Since you are getting a Serverless SQL pool provided by default when you create your Synapse Analytics workspace, I will choose my Serverless SQL pool as a data source and after that download automatically created .pbids file. You can also use the Dedicated SQL pool or Apache Spark pool as your data source once they are provisioned (and I will show you in the next article how to use Dedicated SQL pool as a data source), but for the sake of simplicity, I will use Serverless SQL pool in this example.

Once I open this file in Power BI Desktop, my data is ready for action!

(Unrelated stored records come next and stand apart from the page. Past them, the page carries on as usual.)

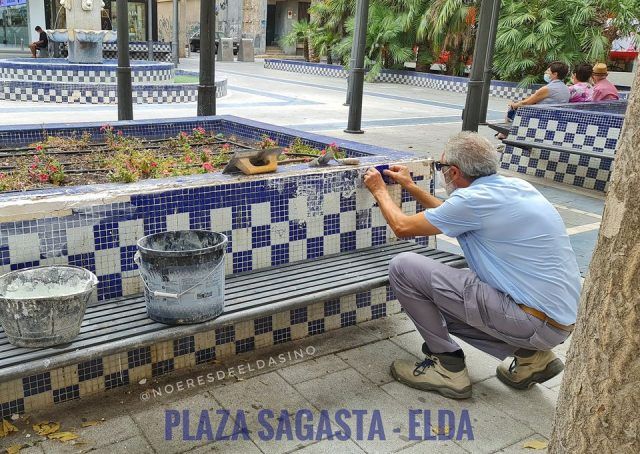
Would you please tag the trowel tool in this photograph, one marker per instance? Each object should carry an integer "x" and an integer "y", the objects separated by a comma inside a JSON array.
[{"x": 252, "y": 162}]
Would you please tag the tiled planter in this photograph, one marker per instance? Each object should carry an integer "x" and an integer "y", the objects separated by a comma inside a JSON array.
[{"x": 295, "y": 214}]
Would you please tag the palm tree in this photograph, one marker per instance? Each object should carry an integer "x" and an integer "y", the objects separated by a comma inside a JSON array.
[
  {"x": 449, "y": 24},
  {"x": 301, "y": 31}
]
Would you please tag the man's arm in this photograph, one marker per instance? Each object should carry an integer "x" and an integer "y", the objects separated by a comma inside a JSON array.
[
  {"x": 401, "y": 224},
  {"x": 402, "y": 176}
]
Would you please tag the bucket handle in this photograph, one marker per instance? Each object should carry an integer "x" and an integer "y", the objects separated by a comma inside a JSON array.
[{"x": 175, "y": 296}]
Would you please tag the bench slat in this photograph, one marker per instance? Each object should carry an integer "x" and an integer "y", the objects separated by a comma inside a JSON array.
[{"x": 125, "y": 320}]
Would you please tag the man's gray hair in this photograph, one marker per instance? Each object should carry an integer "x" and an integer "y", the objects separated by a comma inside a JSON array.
[{"x": 472, "y": 154}]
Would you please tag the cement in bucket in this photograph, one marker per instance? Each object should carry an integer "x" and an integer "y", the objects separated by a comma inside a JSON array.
[
  {"x": 44, "y": 306},
  {"x": 183, "y": 275}
]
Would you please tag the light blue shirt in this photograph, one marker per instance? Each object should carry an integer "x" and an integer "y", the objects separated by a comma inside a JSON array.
[{"x": 515, "y": 241}]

Now, we will use DirectQuery just to demonstrate how you can leverage the integration of Synapse and Power BI to work with enormous volumes of data. I’ve put just one visual on my report canvas: card visual showing the calculation of the following measure:

Total Records = COUNTROWS(nycYellow)

As you can spot, we are querying a giant dataset using our favorite reporting tool – Power BI! Moreover, our users don’t even know what is in the background. They can’t imagine that they are slicing and dicing data coming from the parquet file! And, we enabled it using regular T-SQL, without the need to “physically” transfer the data and store it! Essentially, we’ve created a “virtual” data warehouse with help of a Synapse Serverless SQL pool. Finally, as this data is in form of a “normal” SQL view, we are able to interact with it in Power BI like with any other view from the on-prem SQL Server or Synapse Dedicated SQL pool!

And, don’t forget that we performed all required steps within one single environment – Azure Synapse Studio! We’ve even connected to Power BI Desktop directly from Synapse…That’s the integration between Synapse and Power BI that I’m constantly emphasizing, and that makes these two, at first glance completely different tools, so tightly coupled!

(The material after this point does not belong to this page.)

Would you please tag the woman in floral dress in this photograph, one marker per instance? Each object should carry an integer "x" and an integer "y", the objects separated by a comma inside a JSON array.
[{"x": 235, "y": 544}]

Once I’m done with my work in Power BI Desktop, I can publish the report to a Power BI workspace:

And, since I’ve linked my Power BI workspace to a Synapse Analytics Studio, I can access my report directly from there! Not just that, I can interact with the report, and if I want to make some changes, I can even save it directly from Synapse Analytics Studio! How cool is that!

That’s the key takeaway from this blog series – when used together, Synapse and Power BI unlock indefinite possibilities for calibrating your data workloads!

Conclusion

In this article, we examined different ways of integration between Synapse Analytics and Power BI, and how you, as a Power BI developer, can leverage your analytic workloads using these two powerful tools in synergy.

We showed how you can quickly visualize data coming from the parquet file, directly in Power BI, without the need to perform any physical data manipulation, by using simple T-SQL and taking advantage of Synapse Analytics Serverless SQL pool.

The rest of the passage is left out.